I spoke with Angelo Carotenuto co-owner and founder of LivItaly Tours about responsible tourism and LivItaly’s dedication to providing quality tour services that adhere to the standards of responsible tourism. Angelo, originally from Rome, shares how his heritage has influenced his commitment to showing travelers his country in a respectful, responsible and eco-conscious manner. To hear an industry leader’s point of view on the differences between mass tourism and responsible tourism, the company’s own sustainable strategies and more, read our conversation below.
Why is LivItaly dedicated to responsible tourism? Is your commitment to responsible tourism in any way motivated or inspired by your Roman heritage?
“Yeah absolutely. I would be more specific, I wouldn’t just limit it to my Roman heritage, as a born and raised Italian my parents, a good traveling family my parents always made a point to show me the importance of the beauty and the historical attractions of this country. When I decided to work in the industry I found a lot of companies that opted for a use of the territory for their own money making rather than a respect of the territory for their own money making which are very different. You can do both. You can respect the territory, respect the heritage, respect the people that are in it and still run a successful business. ”

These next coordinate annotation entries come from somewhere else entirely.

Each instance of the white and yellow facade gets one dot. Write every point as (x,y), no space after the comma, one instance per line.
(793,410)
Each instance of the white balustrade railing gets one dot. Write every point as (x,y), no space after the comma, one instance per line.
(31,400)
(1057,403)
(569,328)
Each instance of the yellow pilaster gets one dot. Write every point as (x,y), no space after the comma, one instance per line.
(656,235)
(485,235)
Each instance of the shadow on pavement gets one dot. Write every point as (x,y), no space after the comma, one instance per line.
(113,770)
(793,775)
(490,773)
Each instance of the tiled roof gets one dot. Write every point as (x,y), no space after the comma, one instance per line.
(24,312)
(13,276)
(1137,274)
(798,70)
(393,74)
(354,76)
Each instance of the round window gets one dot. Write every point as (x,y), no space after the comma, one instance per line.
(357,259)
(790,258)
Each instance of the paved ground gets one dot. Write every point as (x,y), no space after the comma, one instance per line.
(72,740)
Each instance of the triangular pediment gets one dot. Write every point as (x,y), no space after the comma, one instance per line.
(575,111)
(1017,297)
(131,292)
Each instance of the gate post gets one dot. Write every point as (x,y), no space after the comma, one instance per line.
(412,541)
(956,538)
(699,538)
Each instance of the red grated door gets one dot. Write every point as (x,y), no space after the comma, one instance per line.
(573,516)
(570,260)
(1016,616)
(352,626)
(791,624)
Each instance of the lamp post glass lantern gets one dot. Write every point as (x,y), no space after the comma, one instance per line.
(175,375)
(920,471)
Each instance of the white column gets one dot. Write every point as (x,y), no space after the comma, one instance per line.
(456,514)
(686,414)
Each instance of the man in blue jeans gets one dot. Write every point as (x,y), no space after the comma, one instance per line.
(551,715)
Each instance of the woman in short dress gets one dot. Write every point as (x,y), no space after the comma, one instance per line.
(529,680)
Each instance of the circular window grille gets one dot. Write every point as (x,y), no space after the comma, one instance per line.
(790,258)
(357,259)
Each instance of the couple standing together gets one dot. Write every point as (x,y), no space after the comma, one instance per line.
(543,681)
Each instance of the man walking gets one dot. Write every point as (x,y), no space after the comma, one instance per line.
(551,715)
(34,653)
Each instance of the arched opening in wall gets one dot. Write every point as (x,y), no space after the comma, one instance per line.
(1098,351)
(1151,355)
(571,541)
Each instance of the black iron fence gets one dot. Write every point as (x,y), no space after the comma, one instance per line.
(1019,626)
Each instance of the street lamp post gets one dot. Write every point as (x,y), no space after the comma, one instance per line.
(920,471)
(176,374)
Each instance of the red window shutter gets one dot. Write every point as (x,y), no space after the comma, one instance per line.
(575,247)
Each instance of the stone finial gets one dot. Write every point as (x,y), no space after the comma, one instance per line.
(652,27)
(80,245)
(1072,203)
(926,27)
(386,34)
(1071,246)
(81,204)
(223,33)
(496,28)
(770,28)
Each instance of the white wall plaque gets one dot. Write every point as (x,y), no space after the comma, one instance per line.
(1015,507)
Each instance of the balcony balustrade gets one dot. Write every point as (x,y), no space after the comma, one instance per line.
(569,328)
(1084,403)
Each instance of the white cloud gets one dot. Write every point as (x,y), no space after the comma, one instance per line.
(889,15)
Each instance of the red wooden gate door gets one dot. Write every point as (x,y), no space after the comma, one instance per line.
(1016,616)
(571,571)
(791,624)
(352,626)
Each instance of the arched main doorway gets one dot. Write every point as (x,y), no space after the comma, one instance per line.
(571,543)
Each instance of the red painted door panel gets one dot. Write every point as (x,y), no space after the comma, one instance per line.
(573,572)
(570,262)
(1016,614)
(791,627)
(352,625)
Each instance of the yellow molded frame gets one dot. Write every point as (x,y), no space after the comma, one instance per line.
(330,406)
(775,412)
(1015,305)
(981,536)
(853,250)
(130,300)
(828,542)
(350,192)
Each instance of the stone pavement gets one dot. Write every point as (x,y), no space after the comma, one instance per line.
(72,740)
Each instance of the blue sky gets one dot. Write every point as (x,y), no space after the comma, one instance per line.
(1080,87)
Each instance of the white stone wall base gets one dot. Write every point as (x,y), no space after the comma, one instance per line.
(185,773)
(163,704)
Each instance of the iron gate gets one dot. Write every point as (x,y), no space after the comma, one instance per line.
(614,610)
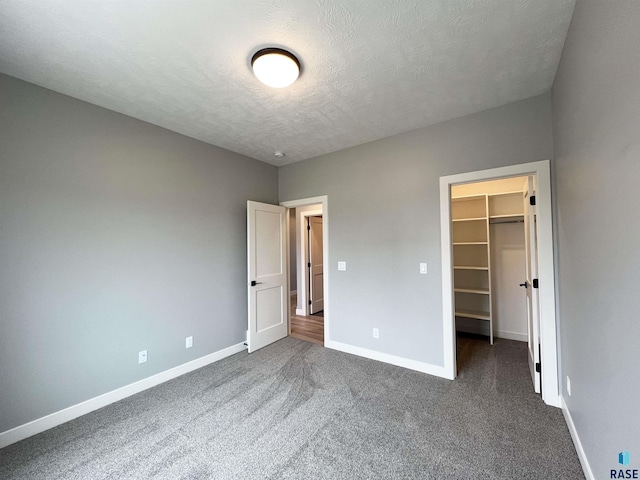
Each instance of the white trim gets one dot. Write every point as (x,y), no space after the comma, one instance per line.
(422,367)
(586,468)
(57,418)
(324,200)
(548,328)
(519,337)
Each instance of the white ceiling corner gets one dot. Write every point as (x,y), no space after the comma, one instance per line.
(370,68)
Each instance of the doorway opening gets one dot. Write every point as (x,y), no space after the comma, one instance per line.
(469,288)
(492,268)
(308,274)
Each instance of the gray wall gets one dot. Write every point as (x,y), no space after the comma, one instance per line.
(384,219)
(115,236)
(596,114)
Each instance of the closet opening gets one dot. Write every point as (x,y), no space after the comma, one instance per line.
(472,294)
(489,258)
(494,257)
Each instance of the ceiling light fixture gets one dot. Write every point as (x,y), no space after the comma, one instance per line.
(275,67)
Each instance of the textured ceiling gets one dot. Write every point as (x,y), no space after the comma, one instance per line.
(371,68)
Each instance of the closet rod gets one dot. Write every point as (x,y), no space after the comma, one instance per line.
(496,221)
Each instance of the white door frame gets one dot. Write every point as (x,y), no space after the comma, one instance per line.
(324,200)
(548,328)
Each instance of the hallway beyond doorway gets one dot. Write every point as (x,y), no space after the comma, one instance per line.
(309,328)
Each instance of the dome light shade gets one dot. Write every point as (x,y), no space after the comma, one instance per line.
(275,67)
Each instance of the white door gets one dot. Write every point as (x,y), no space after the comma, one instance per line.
(267,278)
(316,265)
(531,269)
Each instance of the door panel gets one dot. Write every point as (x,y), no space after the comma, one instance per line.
(267,280)
(531,269)
(316,270)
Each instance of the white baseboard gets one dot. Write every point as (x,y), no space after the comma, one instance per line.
(423,367)
(57,418)
(576,441)
(520,337)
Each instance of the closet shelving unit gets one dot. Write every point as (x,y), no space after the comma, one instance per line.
(472,259)
(471,216)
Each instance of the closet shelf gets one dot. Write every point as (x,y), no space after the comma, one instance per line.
(470,219)
(480,315)
(479,291)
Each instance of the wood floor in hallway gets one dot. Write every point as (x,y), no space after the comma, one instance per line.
(309,328)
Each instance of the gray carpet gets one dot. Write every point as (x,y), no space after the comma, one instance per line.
(297,410)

“The very first aspect is size and everything that is related to size will have an impact. So when you’re leading a group of 15-20 or 50 people inside a gallery that is supposed to have a set level of humidity, temperature, dust and pollution you’re automatically disrupting that balance so much that that gallery, museum, painting or site is being drastically affected by it. At the end of the day you can still have the same amount of people but doze them in small pills so that that attraction is can absorb that volume. Responsible tourism does not mean fewer people it just means a better control over the same amount of people that wish to enjoy it. The headsets- a lot of tour companies are using disposable headphones and that is going into the environment. One could also argue about radio frequencies. Everybody is so worried about 5G. Imagine all these radio frequencies going through one museum of maybe a couple of miles at one time. All of this is impacting, so if you’re trying to make valuable choices and wish to see Venice, Barcelona, Rome, Milan, London-I’m talking about places that are suffering from mass tourism- you can still do it but do it more responsibly and size would be the first aspect to look at.”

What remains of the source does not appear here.